Nothing compares, though, to the negativity that came with the release of Stranger Things season five, and, ultimately, within that mess, I decided to deactivate my Threads account. Literally every post about the show, a show I've loved for nearly ten years now and holds special meaning for me in a lot of ways, turned into a fight. On New Year's Eve I got called an asshole, solely for reminding someone that a certain character had not existed until later on in the show, after they tried to make a case that a main character needed to die in order for the story to have any meaning at all. (I am fully and completely against "make the stakes real" killings in media.) Even in conversations with people who agreed with me, someone had to cut in and talk about why the season sucked or why this or that character needed to die. I realized it was heavily tainting my experience with this final season of a show that's had much impact on my life, and while I was just about to post an argument that, by the logic some people were expressing, no traumatic experience is worth anything if we don't let it kill us, I realized how freeing it would be to just shut up those voices entirely. And so, I deactivated myself. Let all of my words and the words of others so eager to argue disappear. And the thought of going back honestly puts knots in my stomach, so I don't think I will be, unless by some miracle they offer to pay me again. It's truly a toxic platform and I'd really like to know why everyone on it seems to be so angry, at everything, at all times.

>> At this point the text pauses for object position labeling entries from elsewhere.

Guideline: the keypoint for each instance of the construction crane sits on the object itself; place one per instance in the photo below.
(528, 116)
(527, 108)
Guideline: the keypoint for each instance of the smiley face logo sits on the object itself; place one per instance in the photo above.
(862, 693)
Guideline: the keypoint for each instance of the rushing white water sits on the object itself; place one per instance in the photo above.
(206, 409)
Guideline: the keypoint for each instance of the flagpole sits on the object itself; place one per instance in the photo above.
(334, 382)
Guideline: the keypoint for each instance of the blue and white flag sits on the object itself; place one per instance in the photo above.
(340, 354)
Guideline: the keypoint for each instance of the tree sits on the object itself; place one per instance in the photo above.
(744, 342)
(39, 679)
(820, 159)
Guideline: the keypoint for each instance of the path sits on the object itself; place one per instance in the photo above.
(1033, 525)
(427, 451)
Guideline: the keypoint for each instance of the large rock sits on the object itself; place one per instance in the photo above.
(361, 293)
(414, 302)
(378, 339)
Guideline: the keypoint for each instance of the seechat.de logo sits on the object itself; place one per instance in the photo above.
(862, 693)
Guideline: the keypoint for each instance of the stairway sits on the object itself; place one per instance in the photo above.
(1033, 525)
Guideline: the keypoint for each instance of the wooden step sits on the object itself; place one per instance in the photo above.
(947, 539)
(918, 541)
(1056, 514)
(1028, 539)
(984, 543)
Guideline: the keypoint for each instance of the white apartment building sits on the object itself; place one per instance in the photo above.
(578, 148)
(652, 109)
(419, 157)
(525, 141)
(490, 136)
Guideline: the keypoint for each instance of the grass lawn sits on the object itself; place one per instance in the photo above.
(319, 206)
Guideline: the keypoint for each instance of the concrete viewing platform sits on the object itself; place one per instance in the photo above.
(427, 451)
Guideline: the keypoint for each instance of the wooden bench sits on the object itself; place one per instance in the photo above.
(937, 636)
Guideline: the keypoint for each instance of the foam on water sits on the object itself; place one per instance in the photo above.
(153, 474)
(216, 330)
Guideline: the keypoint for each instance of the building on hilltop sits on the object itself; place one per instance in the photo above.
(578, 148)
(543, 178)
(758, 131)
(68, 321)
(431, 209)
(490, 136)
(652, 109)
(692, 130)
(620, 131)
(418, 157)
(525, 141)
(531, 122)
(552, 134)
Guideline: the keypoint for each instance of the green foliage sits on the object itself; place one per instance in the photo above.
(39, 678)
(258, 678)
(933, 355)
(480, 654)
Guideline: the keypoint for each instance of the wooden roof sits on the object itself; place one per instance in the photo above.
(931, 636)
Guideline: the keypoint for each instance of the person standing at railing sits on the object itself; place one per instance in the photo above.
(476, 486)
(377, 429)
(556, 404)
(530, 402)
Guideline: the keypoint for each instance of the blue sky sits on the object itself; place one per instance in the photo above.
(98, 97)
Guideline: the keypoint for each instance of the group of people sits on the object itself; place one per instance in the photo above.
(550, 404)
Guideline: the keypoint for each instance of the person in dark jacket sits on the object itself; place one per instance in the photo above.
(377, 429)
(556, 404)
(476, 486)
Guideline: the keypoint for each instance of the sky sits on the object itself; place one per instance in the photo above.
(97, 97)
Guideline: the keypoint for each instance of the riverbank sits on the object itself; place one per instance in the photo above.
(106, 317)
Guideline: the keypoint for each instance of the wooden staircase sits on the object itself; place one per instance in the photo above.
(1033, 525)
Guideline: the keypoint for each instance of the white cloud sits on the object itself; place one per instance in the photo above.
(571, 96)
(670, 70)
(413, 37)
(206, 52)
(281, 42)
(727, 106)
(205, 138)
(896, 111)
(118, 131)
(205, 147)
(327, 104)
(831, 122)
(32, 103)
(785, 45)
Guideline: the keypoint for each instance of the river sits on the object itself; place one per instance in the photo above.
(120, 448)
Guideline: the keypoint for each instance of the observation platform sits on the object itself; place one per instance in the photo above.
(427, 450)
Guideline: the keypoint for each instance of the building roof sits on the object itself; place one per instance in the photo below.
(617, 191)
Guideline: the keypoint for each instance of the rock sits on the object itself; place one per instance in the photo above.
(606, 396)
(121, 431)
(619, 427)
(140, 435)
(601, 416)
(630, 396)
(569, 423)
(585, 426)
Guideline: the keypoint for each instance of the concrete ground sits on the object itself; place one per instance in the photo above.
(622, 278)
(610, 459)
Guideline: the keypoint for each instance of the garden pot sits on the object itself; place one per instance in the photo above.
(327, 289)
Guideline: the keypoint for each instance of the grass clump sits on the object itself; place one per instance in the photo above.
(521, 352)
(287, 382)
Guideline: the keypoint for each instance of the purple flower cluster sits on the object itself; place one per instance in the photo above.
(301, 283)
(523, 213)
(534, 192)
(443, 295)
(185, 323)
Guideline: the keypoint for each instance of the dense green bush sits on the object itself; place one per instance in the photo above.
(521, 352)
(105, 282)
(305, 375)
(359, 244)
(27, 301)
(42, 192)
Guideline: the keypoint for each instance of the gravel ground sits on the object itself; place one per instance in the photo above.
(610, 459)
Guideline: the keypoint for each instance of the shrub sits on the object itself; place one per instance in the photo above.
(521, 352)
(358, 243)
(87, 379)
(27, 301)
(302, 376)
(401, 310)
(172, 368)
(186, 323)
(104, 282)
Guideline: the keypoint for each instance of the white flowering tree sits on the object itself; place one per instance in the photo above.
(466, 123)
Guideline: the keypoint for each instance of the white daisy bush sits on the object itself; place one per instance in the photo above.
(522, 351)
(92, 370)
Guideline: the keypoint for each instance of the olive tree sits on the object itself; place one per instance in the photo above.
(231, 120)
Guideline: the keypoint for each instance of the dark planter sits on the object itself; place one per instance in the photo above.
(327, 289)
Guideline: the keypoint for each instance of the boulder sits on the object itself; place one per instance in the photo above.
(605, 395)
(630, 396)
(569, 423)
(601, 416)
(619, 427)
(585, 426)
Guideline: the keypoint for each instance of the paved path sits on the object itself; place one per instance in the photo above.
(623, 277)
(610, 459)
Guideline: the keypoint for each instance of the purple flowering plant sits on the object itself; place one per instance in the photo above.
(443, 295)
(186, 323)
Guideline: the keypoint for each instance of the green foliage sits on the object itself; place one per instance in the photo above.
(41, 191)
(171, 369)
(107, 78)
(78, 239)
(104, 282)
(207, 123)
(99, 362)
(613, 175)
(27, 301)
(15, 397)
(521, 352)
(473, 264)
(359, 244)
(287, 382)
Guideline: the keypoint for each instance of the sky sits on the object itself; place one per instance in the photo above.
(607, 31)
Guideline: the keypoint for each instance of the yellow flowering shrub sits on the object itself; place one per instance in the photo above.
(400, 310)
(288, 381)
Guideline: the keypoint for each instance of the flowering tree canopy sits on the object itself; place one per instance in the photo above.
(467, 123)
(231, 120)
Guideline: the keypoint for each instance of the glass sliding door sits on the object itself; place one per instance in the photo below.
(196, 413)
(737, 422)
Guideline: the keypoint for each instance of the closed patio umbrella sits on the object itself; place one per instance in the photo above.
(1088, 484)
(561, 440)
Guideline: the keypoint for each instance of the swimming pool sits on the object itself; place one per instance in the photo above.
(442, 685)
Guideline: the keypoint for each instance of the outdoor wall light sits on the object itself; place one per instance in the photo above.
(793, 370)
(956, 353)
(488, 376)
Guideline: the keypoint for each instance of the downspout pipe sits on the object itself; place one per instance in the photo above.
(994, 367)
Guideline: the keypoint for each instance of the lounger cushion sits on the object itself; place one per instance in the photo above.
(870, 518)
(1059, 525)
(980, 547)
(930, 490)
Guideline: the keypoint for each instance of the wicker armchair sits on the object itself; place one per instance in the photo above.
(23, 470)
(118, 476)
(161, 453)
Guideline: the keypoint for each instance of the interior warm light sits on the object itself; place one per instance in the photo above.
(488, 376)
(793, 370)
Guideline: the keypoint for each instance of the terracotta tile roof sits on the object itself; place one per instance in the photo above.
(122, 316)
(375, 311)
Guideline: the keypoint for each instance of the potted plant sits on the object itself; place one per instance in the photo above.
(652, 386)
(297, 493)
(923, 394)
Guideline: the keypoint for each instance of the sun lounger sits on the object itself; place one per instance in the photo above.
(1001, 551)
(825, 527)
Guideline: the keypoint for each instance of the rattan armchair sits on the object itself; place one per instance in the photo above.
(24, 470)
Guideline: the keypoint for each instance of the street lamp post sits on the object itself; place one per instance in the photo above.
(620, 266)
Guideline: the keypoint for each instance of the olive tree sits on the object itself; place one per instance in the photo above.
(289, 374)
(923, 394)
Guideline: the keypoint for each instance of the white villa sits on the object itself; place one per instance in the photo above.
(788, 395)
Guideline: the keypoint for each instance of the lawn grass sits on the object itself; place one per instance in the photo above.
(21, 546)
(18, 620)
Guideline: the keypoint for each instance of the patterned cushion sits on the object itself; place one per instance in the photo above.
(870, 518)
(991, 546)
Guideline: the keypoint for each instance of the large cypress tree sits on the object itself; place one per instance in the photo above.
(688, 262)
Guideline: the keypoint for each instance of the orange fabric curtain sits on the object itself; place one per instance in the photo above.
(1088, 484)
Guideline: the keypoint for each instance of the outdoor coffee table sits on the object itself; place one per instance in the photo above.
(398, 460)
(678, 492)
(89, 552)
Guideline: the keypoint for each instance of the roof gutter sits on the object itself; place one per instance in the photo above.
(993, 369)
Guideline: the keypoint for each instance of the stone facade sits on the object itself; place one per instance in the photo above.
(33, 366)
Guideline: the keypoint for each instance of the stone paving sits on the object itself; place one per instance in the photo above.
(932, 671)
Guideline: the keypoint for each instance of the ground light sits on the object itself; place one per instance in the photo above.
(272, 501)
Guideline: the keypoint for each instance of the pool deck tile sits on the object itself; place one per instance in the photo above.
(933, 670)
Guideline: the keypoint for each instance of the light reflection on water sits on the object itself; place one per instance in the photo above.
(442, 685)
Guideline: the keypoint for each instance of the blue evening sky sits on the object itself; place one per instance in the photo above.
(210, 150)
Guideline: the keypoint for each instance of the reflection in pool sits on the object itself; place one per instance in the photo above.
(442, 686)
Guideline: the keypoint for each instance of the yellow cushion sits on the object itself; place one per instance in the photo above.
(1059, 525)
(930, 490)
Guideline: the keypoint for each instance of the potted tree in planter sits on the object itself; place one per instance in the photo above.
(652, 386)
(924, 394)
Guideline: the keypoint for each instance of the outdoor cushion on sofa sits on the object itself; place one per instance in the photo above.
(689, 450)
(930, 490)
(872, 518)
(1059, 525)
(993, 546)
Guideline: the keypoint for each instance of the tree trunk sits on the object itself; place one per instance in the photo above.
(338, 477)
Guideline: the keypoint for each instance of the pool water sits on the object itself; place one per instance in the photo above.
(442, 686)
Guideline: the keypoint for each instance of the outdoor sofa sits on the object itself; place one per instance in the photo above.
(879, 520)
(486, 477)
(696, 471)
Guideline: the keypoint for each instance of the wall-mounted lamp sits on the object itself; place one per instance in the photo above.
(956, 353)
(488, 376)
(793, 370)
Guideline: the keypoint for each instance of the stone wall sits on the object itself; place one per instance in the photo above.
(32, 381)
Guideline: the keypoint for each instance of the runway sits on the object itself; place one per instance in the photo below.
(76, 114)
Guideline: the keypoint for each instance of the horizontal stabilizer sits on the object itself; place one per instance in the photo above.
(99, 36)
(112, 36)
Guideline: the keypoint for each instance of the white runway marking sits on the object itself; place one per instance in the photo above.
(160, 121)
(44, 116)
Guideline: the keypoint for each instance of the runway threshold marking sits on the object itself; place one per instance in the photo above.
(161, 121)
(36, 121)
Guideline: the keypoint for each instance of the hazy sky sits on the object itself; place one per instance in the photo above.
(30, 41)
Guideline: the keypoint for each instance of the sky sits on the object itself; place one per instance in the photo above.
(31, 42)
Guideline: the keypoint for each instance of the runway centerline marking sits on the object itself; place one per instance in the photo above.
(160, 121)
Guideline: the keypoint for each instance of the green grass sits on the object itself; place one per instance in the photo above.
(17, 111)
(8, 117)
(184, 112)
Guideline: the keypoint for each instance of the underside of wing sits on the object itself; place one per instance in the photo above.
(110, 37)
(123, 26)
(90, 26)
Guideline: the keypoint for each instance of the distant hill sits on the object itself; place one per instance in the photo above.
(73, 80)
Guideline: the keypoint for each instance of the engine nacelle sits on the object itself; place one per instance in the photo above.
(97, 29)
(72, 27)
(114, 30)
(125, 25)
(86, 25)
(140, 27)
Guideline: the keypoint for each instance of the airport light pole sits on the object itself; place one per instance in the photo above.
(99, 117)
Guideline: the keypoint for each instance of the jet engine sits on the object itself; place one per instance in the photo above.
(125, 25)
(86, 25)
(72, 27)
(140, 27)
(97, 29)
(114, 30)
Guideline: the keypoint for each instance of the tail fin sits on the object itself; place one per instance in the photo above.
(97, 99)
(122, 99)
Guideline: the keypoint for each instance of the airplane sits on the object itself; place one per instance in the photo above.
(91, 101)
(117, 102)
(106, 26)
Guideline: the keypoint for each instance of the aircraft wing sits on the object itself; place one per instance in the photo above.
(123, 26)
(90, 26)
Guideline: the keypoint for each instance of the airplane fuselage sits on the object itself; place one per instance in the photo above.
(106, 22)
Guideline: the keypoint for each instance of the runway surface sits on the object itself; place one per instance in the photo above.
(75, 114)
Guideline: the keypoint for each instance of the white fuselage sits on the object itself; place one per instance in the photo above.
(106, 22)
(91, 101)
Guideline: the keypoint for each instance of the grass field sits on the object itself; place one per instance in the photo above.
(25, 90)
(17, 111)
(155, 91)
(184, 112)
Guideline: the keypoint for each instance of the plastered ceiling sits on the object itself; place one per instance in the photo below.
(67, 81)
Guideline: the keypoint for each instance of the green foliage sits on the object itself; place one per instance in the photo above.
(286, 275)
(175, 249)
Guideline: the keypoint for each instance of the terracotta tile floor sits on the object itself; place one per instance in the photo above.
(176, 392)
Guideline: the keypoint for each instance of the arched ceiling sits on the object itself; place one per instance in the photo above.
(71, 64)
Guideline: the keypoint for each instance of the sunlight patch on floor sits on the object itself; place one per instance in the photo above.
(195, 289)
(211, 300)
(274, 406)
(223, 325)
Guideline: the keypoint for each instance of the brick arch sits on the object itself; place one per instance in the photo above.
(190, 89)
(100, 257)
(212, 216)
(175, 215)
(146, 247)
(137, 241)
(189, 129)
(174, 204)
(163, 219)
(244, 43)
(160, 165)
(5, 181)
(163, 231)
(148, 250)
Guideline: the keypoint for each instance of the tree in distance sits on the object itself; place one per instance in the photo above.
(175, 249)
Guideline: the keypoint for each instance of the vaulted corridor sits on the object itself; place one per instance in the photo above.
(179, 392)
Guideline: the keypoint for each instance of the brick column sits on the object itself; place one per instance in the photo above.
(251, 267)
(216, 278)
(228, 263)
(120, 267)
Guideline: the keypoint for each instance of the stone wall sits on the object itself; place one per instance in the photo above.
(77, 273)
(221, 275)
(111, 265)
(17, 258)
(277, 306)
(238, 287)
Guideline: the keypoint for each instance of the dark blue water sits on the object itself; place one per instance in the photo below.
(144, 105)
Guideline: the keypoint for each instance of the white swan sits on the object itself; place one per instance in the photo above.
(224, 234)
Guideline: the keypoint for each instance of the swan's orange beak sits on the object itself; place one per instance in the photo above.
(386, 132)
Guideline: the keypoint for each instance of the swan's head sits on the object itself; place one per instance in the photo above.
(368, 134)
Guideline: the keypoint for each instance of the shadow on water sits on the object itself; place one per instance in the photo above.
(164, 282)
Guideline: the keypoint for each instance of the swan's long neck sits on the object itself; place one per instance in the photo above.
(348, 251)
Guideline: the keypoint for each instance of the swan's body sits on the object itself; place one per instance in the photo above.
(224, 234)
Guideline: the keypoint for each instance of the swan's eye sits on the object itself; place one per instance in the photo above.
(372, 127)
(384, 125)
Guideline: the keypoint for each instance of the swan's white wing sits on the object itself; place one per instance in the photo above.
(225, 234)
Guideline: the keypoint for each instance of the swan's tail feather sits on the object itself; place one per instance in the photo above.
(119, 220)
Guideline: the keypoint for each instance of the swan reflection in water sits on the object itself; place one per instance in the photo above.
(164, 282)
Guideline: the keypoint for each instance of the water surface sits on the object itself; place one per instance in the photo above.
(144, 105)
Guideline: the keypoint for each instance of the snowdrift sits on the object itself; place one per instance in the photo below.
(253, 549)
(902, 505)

Since about October or so, I've found myself wanting to post on social media as a whole less and less. During October itself, I felt as though this was a result of me just wanting to be present in my favorite time of year, and I do feel like I enjoyed it more this year than ever. Around mid-November, I just started to feel uninspired, and the lack of interaction surely doesn't help. I hold out hope that inspiration will come, but I also don't hold my breath waiting for it. When something inspires me, I'll post it, but I'm not going to push myself. Putting myself out there in that way just doesn't always feel worth it anymore. Hopefully things will get better as the year goes on; maybe I won't feel so cynical about it in a few days, weeks, or months. All I know is, I think for now, the toxicity has caught up to me and my introversion and more or less asocial personality is starting to extend to online as well as in person, probably as a result of all of the negativity that social media seems to breed lately. I think maybe I'm looking inward a little more, and that's probably a good thing. As I said earlier, this is most definitely not a goodbye or any sort of "I'm taking an indefinite break" announcement...I've just been holding onto a lot, perhaps more than I realized, and needed to get it off my chest. 

Hopefully this is a safe space to do so, unlike that damn Threads. 

Stay spooky, my friends. I'll see you when I see you.